The 2013 Arkansas Corn Standardized County Hybrid Trials Report is now available under the publications tab of the Arkansas Row Crop Blog in the corn section.
The 2013 growing season was the sixth year for the Corn Standardized County Hybrid Trial Program. The program’s goal is to increase knowledge on selected hybrids that are being evaluated in the University of Arkansas Corn Hybrid testing program (http://www.arkansasvarietytesting.com/). The trials were a collaborative effort between growers, County Extension agents, Extension specialists, and industry representatives. In the trials, producers followed their normal production practices they use on their farms. The cooperation of all producers mentioned in this publication is appreciated. Producers donate time, equipment and hired labor to make these trials possible.
Trials were separated into five districts and within each district hybrids entered were consistent. Districts included the Northeast, Central, Southeast, River Valley and Southwest, representing the major corn producing areas of Arkansas. A map on page 4 shows the counties in each district. Industry representatives and Extension specialists choose hybrids to be entered, but hybrids were required to be commercially available and have been tested/or being tested in the University of Arkansas Corn Hybrid testing program. All hybrid trials were irrigated, and all hybrids were glyphosate tolerant. Relative maturity of hybrids entered ranged from 110 to 120 days. A full list of hybrids entered along with relative maturity and traits can be found on page 34 of the report. Trials were strip trials and were not replicated, but multiple locations within a district do provide useful information on yield and agronomic considerations.
Information collected at each corn trial includes soil type, planting date, agronomic production practices utilized by each producer, final plant population, test weight, grain moisture at harvest, and yield. Plots were planted with producer equipment and typically were eight rows wide by the length of field (500-1500 ft). Grain moisture and test weights were recorded by commercial or hand held grain analysis equipment. Grain yields were adjusted to 15.5% moisture. When lodging occurred visual ratings were taken by County Extension agents, Extension specialists and/or producers.
In 2013, there were 25 trials harvested.
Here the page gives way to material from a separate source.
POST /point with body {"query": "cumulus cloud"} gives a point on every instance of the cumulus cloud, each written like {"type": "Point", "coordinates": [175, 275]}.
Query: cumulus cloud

Planting dates ranged from March 14 to May 16 with an average planting date of April 18. Planting rates ranged from 30,000 to 36,000 seeds per acre with an average of 33,500. Harvest dates ranged from August 22 to September 28 with an average harvest date of September 13.
The authors would like to express their gratitude to the producers, County Agents, and industry representatives that made these trials possible.